The tension you might feel in that situation is common. It’s rooted in an evolutionary mechanism that makes us naturally tend to be risk-averse. When faced with a gamble that could outsize impact on our prospects, we can err excessively towards caution.

At the same time, we can also be incredibly blind to risk, a topic central to the works of risk management expert Nassim Taleb. When presented with the promise of even more of a good thing, we fail to see the dangers of becoming too fragile.

You can see evidence of this daily in our relationship with smartphones. Because they’re so convenient, we’ve allowed them to become such all-in-one devices that they function as wallets, maps, cameras, and default means of interaction. Yours might even contain enough data to replicate your identity. It’s one thing to drop your phone, as you can get the screen repaired quickly, but what if it gets stolen?

Both risk aversion and risk blindness are examples of cognitive bias. Some people can resist this and make accurate judgments where money matters are concerned. These include trained financial professionals, of course, but anyone can develop this skill.

Making it a habit

Changing your attitude towards risk, whether you’re currently too averse or too intrepid, takes a lot of cognitive effort. This is explained by the mechanism of System 1 and 2 thinking, as put forward by psychologist Daniel Kahneman.

Our biases stem from System 1 thinking, which is useful because it operates quickly, with minimal effort or conscious involvement. Overriding these automatic decisions is possible through the intervention of System 2. But it’s a more effortful mechanism that requires voluntary concentration and exercise of one’s agency.

By working on our habits, we can reduce the need for such interventions. System 1 operates on heuristics. Some of these are innate, but others are acquired through learning, repetition, and constant exposure.

There are plenty of opportunities to integrate risk management into your thinking. The pandemic, for instance, puts everyone at risk when they go outside and enter proximity with potentially infectious individuals. You can wear a mask, or you can reflect on the ‘Swiss cheese’ model of risk reduction and decide which layers of protection you’ll need.

Similar decisions crop up when driving, for example.
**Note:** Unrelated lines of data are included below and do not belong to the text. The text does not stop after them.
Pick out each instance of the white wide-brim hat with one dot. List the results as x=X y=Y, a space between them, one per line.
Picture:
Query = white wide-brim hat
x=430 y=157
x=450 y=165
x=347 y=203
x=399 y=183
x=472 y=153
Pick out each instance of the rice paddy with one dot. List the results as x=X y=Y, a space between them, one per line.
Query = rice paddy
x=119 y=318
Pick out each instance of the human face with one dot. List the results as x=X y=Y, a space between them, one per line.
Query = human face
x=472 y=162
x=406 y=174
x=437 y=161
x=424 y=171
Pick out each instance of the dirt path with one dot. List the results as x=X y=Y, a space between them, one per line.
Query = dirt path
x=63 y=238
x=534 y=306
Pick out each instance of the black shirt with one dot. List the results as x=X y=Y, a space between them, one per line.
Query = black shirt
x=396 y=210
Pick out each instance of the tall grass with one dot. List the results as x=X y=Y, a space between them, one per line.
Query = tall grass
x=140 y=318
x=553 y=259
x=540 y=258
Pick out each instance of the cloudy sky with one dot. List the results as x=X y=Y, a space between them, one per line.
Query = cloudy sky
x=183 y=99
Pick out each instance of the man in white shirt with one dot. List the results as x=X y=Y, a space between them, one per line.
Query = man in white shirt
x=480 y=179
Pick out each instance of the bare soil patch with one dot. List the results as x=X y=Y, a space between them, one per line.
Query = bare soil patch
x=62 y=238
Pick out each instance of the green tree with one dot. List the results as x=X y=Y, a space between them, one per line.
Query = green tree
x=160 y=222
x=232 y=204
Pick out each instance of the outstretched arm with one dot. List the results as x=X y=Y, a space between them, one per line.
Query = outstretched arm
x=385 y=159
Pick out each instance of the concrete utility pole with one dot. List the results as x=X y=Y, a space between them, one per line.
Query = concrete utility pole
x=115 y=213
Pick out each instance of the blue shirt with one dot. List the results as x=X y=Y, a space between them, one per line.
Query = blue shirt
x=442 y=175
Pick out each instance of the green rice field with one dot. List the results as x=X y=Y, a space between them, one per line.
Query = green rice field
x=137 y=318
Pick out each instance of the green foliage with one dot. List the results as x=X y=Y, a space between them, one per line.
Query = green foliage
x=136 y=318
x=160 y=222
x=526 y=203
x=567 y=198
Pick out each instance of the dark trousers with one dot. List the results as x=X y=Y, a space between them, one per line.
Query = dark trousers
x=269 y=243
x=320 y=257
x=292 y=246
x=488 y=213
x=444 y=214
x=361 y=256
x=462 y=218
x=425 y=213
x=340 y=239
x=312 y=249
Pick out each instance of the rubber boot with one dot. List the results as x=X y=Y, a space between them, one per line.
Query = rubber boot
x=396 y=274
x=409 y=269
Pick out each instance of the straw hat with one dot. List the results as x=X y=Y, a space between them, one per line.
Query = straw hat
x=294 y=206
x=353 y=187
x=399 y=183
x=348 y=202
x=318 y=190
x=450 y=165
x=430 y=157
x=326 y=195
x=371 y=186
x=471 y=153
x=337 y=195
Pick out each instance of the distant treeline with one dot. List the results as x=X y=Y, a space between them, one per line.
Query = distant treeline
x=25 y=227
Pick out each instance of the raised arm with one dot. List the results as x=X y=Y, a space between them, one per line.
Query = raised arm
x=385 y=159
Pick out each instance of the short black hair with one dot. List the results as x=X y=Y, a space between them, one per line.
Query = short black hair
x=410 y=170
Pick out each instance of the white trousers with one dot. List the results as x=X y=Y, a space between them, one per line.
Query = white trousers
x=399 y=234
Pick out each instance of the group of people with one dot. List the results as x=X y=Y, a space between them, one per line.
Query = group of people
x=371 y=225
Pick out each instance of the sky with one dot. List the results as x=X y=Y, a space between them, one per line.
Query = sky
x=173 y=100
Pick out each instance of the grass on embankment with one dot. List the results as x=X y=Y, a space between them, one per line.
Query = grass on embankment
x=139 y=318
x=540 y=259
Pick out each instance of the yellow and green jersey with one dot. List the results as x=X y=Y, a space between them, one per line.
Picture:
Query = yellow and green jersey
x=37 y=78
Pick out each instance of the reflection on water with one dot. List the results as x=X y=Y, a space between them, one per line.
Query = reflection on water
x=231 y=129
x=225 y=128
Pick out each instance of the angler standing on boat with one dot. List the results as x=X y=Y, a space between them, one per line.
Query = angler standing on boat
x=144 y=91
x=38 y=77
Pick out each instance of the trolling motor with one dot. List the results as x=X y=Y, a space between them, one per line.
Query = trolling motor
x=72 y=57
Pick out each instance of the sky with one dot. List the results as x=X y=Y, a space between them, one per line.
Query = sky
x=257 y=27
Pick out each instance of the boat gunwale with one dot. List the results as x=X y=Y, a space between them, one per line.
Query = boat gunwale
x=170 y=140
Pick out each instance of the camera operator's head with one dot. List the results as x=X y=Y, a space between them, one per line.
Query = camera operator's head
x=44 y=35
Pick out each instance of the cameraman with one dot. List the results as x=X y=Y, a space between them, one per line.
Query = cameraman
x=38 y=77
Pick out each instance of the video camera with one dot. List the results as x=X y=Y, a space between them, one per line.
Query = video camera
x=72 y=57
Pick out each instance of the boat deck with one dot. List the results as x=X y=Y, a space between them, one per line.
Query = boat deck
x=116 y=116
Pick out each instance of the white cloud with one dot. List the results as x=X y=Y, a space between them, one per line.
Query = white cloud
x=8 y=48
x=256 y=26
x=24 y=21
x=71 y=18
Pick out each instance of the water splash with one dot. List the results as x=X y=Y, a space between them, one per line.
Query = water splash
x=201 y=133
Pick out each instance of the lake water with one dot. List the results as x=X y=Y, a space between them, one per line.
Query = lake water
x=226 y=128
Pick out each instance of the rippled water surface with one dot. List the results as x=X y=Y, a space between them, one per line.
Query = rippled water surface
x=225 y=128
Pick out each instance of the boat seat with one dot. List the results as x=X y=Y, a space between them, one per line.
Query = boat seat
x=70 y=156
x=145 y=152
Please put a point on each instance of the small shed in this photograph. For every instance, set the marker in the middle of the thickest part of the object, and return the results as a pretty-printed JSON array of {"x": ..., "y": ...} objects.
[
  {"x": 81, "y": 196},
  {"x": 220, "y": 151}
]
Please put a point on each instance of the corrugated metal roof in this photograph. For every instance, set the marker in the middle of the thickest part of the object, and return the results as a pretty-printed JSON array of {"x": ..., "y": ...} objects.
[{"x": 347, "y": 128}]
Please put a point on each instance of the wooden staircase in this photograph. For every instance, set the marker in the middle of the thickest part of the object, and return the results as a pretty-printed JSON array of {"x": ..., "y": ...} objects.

How fast should you really be going, knowing that adding just 1 more km/h can increase collision injury rate by 3%, and fatality rate by 4-5%?

The more you practice evaluating risk in your daily decision points, the better you’ll get at heuristic judgments, and the less effort it will take to overcome bias and remain objective. Of course, that doesn’t mean you’ll always pick an investment that pays off. It simply enables you to make your money decisions free from the influence of fear, emotions, impulsiveness, or the stigma of previous failure.